Interestingly, abstract concepts like ‘tableness’ are very hard to define for computers using algorithms. Young humans seem to intuit ‘tableness’ without having to see a very large variety of tables first. This is the opposite of how computer programs learn ‘tableness’. Humans appear to be able to perceive the concept of an idealised abstract quality of which real objects might be seen as a projection, reflection or manifestation. In a sense, the word and concept or quality of ‘tableness’ is like a geometric object that exists in a different dimension or plane; our abilities allow us to intuit ‘tableness’ easily when presented with any new manifestation.
Our ability to believe abstract concepts is both a blessing and a curse. It can be very useful; however, we are not always able to separate complex ‘reality’ from the potentially useful abstractions (religion, race, country, money).
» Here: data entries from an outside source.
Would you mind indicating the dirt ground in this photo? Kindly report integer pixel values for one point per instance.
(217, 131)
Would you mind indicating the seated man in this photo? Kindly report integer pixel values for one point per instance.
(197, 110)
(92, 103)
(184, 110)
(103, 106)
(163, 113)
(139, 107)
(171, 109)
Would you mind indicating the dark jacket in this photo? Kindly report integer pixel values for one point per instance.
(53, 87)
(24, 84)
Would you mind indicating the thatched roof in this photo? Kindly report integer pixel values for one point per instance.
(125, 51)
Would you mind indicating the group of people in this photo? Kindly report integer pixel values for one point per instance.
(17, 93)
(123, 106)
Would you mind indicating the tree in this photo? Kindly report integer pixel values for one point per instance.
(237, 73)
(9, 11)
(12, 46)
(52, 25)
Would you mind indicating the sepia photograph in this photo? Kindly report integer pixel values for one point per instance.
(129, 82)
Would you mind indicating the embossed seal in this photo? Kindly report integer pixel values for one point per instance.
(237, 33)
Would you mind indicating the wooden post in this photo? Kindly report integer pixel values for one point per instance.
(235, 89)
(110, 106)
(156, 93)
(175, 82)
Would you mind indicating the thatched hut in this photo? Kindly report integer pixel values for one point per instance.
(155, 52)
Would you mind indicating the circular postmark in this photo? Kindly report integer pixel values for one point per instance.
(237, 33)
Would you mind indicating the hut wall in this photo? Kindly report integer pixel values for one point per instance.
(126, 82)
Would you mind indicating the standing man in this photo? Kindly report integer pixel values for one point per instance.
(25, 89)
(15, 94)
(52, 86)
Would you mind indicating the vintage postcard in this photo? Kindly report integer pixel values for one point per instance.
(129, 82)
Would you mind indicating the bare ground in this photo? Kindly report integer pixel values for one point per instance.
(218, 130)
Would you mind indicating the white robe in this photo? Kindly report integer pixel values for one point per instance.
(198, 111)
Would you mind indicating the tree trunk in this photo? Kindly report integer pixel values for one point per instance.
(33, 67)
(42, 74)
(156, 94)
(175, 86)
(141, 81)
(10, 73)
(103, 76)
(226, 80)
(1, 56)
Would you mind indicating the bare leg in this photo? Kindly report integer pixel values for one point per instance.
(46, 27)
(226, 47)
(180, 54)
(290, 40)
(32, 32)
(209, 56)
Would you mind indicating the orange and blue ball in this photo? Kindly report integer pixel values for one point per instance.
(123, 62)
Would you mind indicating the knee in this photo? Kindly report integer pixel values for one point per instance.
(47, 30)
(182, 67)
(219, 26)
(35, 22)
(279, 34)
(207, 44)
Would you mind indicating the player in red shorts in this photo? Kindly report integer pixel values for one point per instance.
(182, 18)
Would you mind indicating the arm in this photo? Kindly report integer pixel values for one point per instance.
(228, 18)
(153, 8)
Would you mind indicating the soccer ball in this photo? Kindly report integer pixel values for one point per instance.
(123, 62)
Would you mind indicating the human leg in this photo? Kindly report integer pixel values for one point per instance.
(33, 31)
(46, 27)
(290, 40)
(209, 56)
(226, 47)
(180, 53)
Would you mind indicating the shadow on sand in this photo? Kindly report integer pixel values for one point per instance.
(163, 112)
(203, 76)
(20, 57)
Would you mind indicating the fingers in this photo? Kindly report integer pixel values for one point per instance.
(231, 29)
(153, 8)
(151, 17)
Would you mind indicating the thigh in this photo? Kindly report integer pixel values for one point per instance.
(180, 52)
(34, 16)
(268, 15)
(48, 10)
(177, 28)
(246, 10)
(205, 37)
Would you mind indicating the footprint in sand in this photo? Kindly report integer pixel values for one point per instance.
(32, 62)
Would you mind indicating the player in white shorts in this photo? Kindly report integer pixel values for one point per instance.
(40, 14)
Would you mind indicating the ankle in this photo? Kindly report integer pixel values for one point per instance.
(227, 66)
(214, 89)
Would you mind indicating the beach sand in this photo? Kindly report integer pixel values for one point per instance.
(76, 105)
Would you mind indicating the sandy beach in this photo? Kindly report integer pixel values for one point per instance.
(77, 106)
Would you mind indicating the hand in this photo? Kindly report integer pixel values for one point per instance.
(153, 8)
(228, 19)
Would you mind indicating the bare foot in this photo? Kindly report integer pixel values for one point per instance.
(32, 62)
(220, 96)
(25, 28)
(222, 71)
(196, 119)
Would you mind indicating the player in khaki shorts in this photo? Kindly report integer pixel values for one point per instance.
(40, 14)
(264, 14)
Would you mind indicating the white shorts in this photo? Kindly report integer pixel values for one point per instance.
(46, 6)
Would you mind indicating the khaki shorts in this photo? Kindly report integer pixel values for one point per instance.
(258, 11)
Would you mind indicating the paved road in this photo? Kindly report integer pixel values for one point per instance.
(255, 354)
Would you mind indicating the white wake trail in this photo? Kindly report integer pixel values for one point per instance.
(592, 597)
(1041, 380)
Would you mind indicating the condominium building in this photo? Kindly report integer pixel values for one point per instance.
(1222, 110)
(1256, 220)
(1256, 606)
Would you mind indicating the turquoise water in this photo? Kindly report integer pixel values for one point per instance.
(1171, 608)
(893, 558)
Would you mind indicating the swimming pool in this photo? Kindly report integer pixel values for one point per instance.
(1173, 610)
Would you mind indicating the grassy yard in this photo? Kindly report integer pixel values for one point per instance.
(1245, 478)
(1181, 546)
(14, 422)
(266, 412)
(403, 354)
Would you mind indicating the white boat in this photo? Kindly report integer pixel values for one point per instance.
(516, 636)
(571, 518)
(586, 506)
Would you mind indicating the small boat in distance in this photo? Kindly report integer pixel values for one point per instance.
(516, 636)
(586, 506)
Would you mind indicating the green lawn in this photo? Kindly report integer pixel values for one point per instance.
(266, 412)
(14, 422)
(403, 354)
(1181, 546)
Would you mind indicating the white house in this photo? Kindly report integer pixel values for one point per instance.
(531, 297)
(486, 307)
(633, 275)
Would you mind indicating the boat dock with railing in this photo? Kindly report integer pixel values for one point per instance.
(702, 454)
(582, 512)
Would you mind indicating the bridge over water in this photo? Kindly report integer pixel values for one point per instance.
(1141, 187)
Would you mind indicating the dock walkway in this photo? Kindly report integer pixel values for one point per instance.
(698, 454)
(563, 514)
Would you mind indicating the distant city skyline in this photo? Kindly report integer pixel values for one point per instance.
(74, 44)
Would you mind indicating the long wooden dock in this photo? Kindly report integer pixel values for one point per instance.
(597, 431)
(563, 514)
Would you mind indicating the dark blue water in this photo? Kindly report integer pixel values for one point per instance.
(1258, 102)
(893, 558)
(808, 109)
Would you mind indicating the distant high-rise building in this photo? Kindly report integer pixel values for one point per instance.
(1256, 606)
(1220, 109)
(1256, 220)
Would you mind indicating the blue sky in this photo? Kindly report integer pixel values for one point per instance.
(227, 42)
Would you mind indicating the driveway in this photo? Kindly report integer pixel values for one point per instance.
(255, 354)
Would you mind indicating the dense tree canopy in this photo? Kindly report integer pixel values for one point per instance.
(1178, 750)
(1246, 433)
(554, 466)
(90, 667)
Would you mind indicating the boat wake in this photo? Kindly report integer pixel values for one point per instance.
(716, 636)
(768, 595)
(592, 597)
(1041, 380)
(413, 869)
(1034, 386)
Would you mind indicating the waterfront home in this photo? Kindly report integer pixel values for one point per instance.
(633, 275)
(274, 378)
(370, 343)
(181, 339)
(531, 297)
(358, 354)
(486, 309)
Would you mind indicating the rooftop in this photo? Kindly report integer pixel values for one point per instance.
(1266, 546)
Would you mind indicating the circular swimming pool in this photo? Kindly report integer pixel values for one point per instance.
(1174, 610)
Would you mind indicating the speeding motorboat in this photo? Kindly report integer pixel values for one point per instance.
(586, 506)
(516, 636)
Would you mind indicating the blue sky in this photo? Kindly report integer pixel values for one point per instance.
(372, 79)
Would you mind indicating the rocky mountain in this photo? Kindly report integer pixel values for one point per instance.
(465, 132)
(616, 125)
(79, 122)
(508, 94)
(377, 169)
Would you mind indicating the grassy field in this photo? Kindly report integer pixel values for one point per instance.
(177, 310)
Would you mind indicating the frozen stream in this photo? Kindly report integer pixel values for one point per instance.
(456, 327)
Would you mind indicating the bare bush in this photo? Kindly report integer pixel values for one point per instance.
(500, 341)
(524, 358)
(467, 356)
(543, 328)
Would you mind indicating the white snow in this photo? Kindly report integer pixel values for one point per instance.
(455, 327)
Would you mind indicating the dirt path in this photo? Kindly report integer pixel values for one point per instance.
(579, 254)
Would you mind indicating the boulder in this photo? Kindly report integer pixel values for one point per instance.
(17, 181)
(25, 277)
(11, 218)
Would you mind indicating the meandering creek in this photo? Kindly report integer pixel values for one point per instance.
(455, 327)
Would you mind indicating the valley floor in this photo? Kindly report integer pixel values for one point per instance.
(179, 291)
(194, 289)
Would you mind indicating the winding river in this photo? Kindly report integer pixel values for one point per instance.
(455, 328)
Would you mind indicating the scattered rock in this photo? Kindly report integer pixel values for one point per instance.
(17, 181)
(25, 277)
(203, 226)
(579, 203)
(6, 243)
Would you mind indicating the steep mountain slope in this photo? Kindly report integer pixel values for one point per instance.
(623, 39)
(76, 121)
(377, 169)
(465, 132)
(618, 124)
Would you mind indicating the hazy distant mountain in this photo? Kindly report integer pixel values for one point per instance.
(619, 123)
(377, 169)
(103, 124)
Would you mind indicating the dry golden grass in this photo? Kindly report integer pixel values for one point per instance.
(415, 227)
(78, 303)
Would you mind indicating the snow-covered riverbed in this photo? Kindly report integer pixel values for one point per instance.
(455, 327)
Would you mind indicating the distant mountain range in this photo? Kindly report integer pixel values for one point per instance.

This gives rise to many horrifying actions against others, continuing delusions of free will and a dangerous misunderstanding of our specialness – all of which help us think that we are somehow separate from (not interdependent with) other life forms and somehow, uniquely, not part of the wider life force on our planet or subject to Earth’s capacity to support complex, large life-forms like us.
Humans need to learn to distinguish concepts, abstractions and beliefs from the inexpressible reality of the universe. We need to come back down to Earth and understand our rightful place as just one part of it – not above it. Even in respect of some of our greatest achievements we are obstinately wrong-headed and suffer from a form of intra-species solipsism. Consider ‘our’ extraordinary achievement in leaving this planet and travelling in space. For a moment, meditate on the extraordinary improbability: a raw and tiny rock, hurtling through the heavens whilst growing a fragile, living skin; and that skin deciphering how to join the fiery firmament, how to leap between the stars … reaching out towards infinity… ∞.
What need we of this misguided and petty concept of individual ‘free will’ in such a wonderful life and universe?
“Socrates explains how the philosopher is like a prisoner who is freed from the cave and comes to understand that the shadows on the wall are not reality at all. A philosopher aims to understand and perceive the higher levels of reality. However, the other inmates of the cave do not even desire to leave their prison, for they know no better life … For that reason, the world of the forms is the real world, like sunlight, while the sensible world is only imperfectly or partially real, like shadows.”
Aristotle disagreed with Plato’s Socrates, focusing instead on the specific features of nature and natural ‘real’ objects, that is, concrete particulars. Aristotle was an early empiricist who perceived ‘tableness’ or ‘treeness’ as something that is a part of each actual object. That is, each particular tree or table is not an imperfect projection of an ideal form. Each actual table or tree is just one of all of the objects (past, present and future) within the total set of actual tables or trees. All real tables or trees can be described as being within that ‘abstract’ set, but the abstraction is one of usefulness, not truthfulness.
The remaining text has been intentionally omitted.